Kabul etmeliyiz ki, mağlubiyetlerden sinerji üretmek için biraz sıradışı olmak gerekiyor; tarif etmeye çalıştığımız mânâda iç barışıklığına sahip kaç kişi tanırsınız ve kendinizi onlardan birisi sayabilir misiniz? Evet, mağlupluk hiç de güzel bir his değildir ve onda kutlamaya değer bir olumluluk izi görenlerin normalliğinden şüphelenmek tabii sayılmalıdır. Pedagoji üzerine yazdığı kitaplarıyla tanınan Dale Carnegie"den okumuştum; diyor ki: "Talaş biçilmez"; öyleyse talaşı olduğu gibi kabul ederek onu yeniden biçilebilir bir fikr-i sabit haline getirmemek gerekir. Önlenemez bir mağlubiyetin, hayatımızı karartmasına izin mi vermeliyiz? Bir başka vecizesi daha var Carnegie"nin, "Hayat size bir limon sunmuş ise, ondan limonata yapmasını denemelisiniz!" Evet, Amerikan pragmatizmini iyi aksettiren, iyimser bir bakış açısı bu ama, bugüne kadar hiç denemediğimiz tarzda, yeni bir "mağlubiyet kültürü" inşa etmek için bu cümleden de yola çıkmak mümkün.

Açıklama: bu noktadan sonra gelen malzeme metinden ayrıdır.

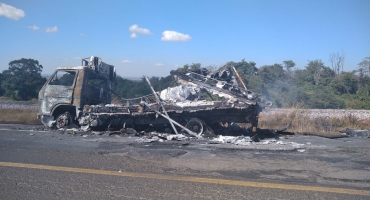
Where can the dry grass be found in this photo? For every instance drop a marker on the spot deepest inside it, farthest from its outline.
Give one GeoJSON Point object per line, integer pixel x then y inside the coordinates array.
{"type": "Point", "coordinates": [304, 124]}
{"type": "Point", "coordinates": [19, 116]}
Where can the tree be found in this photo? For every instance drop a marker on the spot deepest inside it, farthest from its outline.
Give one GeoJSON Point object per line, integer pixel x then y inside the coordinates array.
{"type": "Point", "coordinates": [288, 64]}
{"type": "Point", "coordinates": [337, 62]}
{"type": "Point", "coordinates": [23, 80]}
{"type": "Point", "coordinates": [364, 67]}
{"type": "Point", "coordinates": [316, 70]}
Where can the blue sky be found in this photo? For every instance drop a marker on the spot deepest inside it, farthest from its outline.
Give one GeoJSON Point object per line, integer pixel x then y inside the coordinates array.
{"type": "Point", "coordinates": [153, 37]}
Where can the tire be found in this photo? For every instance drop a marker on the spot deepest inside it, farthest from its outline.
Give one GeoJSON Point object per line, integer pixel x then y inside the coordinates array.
{"type": "Point", "coordinates": [63, 120]}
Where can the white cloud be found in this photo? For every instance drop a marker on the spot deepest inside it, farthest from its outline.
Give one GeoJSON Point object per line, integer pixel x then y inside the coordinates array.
{"type": "Point", "coordinates": [126, 61]}
{"type": "Point", "coordinates": [11, 12]}
{"type": "Point", "coordinates": [133, 35]}
{"type": "Point", "coordinates": [34, 27]}
{"type": "Point", "coordinates": [135, 30]}
{"type": "Point", "coordinates": [52, 29]}
{"type": "Point", "coordinates": [173, 36]}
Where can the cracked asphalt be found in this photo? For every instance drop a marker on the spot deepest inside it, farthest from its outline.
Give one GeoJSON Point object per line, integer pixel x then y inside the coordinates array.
{"type": "Point", "coordinates": [51, 165]}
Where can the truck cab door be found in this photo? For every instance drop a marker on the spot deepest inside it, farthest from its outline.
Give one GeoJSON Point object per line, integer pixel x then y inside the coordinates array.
{"type": "Point", "coordinates": [59, 90]}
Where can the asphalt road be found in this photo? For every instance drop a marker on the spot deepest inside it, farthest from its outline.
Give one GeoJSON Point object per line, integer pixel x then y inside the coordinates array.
{"type": "Point", "coordinates": [51, 165]}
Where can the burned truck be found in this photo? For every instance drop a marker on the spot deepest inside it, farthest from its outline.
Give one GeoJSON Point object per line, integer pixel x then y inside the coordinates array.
{"type": "Point", "coordinates": [82, 95]}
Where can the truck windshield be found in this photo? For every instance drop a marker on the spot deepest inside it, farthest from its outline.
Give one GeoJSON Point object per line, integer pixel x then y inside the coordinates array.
{"type": "Point", "coordinates": [65, 78]}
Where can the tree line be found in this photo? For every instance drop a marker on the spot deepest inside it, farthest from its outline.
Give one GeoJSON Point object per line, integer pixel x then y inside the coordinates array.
{"type": "Point", "coordinates": [314, 86]}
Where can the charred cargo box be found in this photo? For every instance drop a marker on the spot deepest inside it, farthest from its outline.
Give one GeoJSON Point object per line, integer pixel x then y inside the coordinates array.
{"type": "Point", "coordinates": [83, 95]}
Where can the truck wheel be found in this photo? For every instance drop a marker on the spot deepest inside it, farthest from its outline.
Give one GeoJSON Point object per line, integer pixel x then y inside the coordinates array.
{"type": "Point", "coordinates": [63, 120]}
{"type": "Point", "coordinates": [196, 125]}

Mağlubiyetle galibiyeti aynı derecede önemsiz, sıradan ve farkedilmez bulan bir ruh irtifâından bahsetmiyorum; öyle bir irtifâ vardır ama biz sıradanlara hitab etmez; güzîdelere mahsus bir fasl-ı diğerdir. Mağlubiyetleri, "tadını çıkararak" aşmak ise, isteyen her kişinin harcı bana göre.

Ne dersiniz, denemeye değer mi?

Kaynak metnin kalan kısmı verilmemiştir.